Foreign couples wishing to adopt a Nepali child must apply through a registered international agency or their embassies in Nepal, filling out forms offering details about the age, gender and other particulars that they seek in a child. A joint secretary-led ‘Family Matching Committee’ is then assigned to find the child from shelters. Clause 14 of the Terms and Conditions stipulates that these adoptions will take place on a first-come-first-serve basis.

However, the Hague Conference on Private International Law (HCCH) documents make clear that many adoptions have skipped the whole process. The documents show that Denmark received 20 Nepali children through adoption from Nepal in the last nine years.

But government records in Kathmandu show only two children had paperwork to leave for that country. The mismatch is even starker for France, for which government records here show only one adopted Nepali child, but the HCCH records 21 Nepali children adopted by French families.

Numerically, the United States shows the biggest discrepancy. The State Department report reveals that 102 children were adopted from Nepal in the last nine years, but the government’s records here show only 11.

According to the Bureau of Consular Affairs of the US Department of State, an American citizen wishing to adopt a child should be at least 25 years old, and in the case of couples both husband and wife should agree to adopt the child.

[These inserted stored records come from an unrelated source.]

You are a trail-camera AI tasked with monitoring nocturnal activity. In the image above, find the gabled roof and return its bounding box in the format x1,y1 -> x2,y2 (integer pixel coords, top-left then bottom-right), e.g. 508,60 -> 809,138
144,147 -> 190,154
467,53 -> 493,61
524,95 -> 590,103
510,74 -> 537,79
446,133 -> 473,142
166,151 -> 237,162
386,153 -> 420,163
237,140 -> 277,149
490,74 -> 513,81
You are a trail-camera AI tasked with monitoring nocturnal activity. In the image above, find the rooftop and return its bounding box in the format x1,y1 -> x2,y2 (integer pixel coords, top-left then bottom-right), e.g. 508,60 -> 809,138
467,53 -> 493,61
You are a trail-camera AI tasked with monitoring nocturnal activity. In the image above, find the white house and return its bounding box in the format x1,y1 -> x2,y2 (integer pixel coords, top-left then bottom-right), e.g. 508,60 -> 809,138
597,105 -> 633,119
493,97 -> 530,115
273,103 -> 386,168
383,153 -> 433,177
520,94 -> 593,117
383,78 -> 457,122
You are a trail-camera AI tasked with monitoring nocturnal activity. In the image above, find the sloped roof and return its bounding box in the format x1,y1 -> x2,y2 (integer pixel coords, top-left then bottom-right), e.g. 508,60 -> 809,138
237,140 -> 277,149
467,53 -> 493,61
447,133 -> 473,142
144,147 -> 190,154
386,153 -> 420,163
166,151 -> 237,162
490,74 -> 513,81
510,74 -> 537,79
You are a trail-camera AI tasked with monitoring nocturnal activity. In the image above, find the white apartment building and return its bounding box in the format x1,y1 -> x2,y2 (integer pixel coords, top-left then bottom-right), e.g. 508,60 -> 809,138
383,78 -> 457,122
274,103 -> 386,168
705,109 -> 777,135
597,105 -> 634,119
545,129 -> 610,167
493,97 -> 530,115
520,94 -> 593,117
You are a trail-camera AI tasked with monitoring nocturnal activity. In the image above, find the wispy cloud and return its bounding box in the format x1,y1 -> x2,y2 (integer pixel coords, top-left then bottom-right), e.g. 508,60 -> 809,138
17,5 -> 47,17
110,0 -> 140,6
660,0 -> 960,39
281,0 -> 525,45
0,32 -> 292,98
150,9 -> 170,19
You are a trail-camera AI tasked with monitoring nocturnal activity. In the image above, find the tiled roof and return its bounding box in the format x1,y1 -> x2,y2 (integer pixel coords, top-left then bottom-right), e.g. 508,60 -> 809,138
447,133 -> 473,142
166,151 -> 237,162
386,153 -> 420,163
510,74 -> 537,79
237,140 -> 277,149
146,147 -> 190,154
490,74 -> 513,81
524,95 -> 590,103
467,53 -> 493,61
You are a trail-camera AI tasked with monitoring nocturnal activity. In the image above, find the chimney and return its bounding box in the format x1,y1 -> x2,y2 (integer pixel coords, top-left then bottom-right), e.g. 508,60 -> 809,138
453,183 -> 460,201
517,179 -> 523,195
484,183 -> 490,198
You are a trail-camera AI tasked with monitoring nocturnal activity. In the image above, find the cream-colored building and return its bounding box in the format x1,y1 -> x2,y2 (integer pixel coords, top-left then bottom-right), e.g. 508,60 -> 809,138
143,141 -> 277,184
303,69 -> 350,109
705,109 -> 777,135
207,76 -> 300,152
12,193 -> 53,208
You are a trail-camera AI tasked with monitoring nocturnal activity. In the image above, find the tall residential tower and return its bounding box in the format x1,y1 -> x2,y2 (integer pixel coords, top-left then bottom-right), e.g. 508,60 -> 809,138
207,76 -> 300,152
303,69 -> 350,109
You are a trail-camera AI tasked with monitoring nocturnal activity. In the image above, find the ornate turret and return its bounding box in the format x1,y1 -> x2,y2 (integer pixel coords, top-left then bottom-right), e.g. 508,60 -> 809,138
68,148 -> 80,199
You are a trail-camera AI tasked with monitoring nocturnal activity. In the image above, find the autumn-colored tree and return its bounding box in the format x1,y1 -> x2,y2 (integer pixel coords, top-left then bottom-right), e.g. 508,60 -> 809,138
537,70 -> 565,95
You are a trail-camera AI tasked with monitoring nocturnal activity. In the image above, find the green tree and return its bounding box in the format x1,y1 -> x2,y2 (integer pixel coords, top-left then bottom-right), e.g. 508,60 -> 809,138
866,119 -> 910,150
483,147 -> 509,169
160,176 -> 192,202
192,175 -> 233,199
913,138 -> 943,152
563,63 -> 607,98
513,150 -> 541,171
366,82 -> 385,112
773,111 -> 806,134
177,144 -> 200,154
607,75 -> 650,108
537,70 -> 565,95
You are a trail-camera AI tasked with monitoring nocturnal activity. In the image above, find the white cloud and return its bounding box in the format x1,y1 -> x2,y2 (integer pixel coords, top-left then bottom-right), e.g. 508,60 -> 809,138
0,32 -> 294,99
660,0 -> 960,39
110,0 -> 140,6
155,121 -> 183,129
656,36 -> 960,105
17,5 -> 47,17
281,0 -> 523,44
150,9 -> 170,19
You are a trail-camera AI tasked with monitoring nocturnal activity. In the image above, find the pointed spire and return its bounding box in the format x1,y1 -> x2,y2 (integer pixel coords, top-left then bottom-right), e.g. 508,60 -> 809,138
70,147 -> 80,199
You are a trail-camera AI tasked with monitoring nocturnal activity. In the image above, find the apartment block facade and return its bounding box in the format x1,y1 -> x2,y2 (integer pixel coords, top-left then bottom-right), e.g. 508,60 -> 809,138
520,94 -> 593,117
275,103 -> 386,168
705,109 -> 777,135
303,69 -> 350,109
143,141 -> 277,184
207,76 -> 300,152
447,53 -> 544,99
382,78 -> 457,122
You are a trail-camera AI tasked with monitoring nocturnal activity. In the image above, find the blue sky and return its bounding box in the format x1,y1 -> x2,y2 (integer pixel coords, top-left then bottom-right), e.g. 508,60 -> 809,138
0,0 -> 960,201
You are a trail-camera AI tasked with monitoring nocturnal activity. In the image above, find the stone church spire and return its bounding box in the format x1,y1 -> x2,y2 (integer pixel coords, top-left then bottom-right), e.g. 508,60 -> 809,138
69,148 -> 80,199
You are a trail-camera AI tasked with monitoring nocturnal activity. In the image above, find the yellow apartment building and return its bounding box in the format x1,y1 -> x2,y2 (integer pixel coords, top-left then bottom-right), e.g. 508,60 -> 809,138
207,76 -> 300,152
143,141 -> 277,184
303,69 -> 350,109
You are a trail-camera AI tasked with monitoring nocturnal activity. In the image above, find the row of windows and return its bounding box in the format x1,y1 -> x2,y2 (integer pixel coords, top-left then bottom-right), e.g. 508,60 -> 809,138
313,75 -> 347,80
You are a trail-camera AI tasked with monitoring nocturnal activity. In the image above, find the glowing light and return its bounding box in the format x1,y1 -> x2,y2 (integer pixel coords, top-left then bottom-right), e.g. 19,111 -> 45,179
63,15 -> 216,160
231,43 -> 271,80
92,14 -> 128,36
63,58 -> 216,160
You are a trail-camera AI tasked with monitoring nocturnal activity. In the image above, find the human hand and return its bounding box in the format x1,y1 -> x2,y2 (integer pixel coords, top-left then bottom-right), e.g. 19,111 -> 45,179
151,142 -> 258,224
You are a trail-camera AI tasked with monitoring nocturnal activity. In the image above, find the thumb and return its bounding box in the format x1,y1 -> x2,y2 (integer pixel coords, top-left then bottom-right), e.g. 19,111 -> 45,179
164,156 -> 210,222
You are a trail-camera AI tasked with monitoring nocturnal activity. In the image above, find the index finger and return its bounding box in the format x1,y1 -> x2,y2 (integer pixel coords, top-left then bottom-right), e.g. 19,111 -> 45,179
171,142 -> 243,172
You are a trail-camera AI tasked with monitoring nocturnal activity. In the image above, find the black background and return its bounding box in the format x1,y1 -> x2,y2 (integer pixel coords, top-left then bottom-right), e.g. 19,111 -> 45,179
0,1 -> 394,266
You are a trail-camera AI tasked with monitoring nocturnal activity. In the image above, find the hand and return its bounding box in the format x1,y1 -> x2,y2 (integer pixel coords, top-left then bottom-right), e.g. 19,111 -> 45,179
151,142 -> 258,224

Prospective parents should not have any criminal background and should meet the criteria of the country from which they seek to adopt. The fact that 91 Nepali children adopted by Americans have no records in Nepal prove that they were transported outside of legal channels. HCCH records show that Norway, Canada, Switzerland, Belgium, Sweden and Italy had similar inconsistency with Nepal government records.

Only figures for Germany show the opposite: government records here show four children were adopted by German parents between 2010 and 2019, and HCCH data shows only two children were adopted in Germany.

Chapter 8 and Chapter 9 of the Civil Code 2017 have the provisions in accordance with the UN Convention on the Rights of the Child. And there are a slew of policies and strict regulations governing inter-country adoption.

For example, the Standards for Operation and Management of Residential Child Care Homes 2013 says it is the state’s responsibility to look after children who have lost both parents, or the children of invalid parents, provided their kin cannot take care of them. The priority is for in-country adoption, and international adoption is only a last resort.

All these legal provisions make inter-country child adoption so strict that it is inconceivable that such adoptions take place without the knowledge of several government agencies. The discrepancy of HCCH and Nepali records thus reveals that children are being trafficked abroad in the guise of adoption.

An NHRC report on Trafficking in Persons 2019 points to a nexus between orphanages, child-care centres and foreigners wishing to adopt children. The report says there are 14,864 children in 533 children’s homes all over the country. Nearly 80% of children in such centres are not orphans, and have either one or both parents.

The only government shelter for orphans is Bal Mandir and it is run by the Nepal Children’s Organisation (NCO), which provides care, nutrition and education to orphans all over the country. The NCO has been implicated in facilitating documents for illegal inter-country adoption.

In August 2019, British national Dona Smith was arrested at Kathmandu airport with a newborn baby she claimed was her daughter. Smith was carrying a birth certificate from Lalitpur Metropolitan City and the baby’s passport, issued by the British Embassy, carried her name as Anna Bella Laxmi Shrestha Smith. Smith told suspicious immigration officials that the baby’s father was Nepali.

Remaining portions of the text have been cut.